For those who frequent my blog, you probably know I am a balanced trainer who teaches sit, down come, place, follow and wait. Dogs need structure and need to be taught rules. You cannot let dogs be dogs; dogs cannot be the ones that make the rules. Most dogs are happy, hyper, jumping, barking digging, running animals, and we need to harness these instincts so they learn manners and are a joy to be around. Most dogs will play-bite, but we teach them not put their mouth on humans. Dogs need to learn that playing with dogs is different than playing with humans.
So, for you Mom’s and Dad’s out there, you need to be good parents and teach.
One item that dogs should learn to do is to say please. Now, you have to remember that we have human brains, and dog’s brains are different. Their intelligence is the equivalent of a 3-5 year old human. Just like 3-5 year old children, the adults have to make decisions for them and teach social rules.
Dogs are no different. One of the social rules we teach our children is to say please and thank you, and to be respectful. We should expect the same from our dogs. People love to make excuses for their dog’s behavior; he was abused, he is nervous, he doesn’t like children, he loves everybody, and so on. These excuses are used to allow behavior like biting, jumping, growling, and disobeying commands.
I don’t make excuses for my dogs. I have consequences and teach proper social behavior. I have two dogs, and both are different. One is super friendly, and the other is not a fan of men and can be defensive. Neither of them bite, jump, or growl and both are very obedient. They have also been taught to say please.
Here is the secret to teaching your dog to say please.
THERE IS NO SECRET. DOGS CAN’T TALK!
What I’m saying is, make your dog work for everything. Before petting I require a behavior, and I get to pick the behavior, whether it’s come, sit, down, place, or heel. They have to listen and obey commands – that is how a dog says “please.”
People sometimes tell me that they taught their dog to sit/stay, and wait until released, before they can eat their dinner. That is a really good start, but do that every time and it turns into a routine. And dogs love routines. It becomes a conditioned exercise and it requires no thinking on the dog’s part.
When I feed my dogs, I do a different exercise each day. We may sit, speak, shake, or heel one day, and the next might be sit/down/sit/down/sit/down (doggie pushups). It is never the same, and the dog needs to pay attention and work for his/her food. If my dog drops a ball and wants me to throw it, I may tell him sit/down/heel/fetch and then we’ll play.
If your dog loves treats, teach it a bunch of tricks.

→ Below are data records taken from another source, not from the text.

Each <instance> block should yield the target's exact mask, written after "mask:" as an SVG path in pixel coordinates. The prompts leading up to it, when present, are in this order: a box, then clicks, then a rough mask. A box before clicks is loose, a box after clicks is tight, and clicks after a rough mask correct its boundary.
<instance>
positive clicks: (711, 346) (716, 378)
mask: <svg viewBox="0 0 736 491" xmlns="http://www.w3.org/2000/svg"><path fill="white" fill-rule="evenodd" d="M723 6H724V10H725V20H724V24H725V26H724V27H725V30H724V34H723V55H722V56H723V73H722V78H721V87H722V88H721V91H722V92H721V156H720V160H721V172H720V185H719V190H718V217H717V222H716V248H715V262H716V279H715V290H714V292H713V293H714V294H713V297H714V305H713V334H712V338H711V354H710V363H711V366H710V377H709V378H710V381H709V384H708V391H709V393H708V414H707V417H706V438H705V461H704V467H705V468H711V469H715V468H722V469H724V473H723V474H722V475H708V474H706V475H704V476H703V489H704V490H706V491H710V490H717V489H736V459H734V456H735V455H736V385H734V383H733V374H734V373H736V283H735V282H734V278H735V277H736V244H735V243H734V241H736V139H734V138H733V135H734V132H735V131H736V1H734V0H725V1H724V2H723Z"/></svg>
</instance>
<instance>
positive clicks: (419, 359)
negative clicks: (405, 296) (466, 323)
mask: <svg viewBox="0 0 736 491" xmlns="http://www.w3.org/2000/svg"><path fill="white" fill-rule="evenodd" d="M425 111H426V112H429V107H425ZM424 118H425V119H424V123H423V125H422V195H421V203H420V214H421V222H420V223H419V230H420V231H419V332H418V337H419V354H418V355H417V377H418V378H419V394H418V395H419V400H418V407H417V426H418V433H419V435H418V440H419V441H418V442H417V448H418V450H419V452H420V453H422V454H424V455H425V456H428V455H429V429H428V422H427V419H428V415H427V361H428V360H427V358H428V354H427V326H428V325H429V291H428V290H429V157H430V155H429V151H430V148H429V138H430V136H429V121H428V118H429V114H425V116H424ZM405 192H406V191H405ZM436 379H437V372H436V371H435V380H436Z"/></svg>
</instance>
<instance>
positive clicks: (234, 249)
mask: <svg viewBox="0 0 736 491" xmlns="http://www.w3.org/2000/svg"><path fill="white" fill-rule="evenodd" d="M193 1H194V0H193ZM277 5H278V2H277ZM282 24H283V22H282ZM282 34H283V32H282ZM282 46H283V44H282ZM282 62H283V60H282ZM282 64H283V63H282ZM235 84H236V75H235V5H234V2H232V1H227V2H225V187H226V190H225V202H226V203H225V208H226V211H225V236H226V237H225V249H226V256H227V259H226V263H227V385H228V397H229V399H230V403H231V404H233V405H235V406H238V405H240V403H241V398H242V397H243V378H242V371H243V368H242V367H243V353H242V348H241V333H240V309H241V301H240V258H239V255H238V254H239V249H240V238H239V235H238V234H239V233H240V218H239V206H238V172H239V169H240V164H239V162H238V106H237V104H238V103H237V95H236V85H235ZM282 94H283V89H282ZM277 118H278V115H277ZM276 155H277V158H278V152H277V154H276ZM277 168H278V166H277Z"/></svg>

If a dog wants to eat he/she must work for the treats by performing tricks. Not just any trick will do, and you get to pick the trick. Not your dog. Some highly motivated dogs will go through their entire trick repertoire until they get the right one. Funny stuff.
So, teach your dog to say “please.” We sit to be pet, we wait at the door when it opens, we do some obedience before we play. Raise your dog to be a polite, socially accepted, fur baby because that is basically what they are. They are little furry 3-5 year olds. They need nurturing, love, and to be taught how to behave.
When I am out at a restaurant and the server tells Julie and I how well behaved our boys are, that makes me very proud. When I am told after a dog demonstration “your dogs listen better than my kids” that is also a very proud moment. I take pride in my family, whether they have fur or skin.
We are a family, and I love their behavior.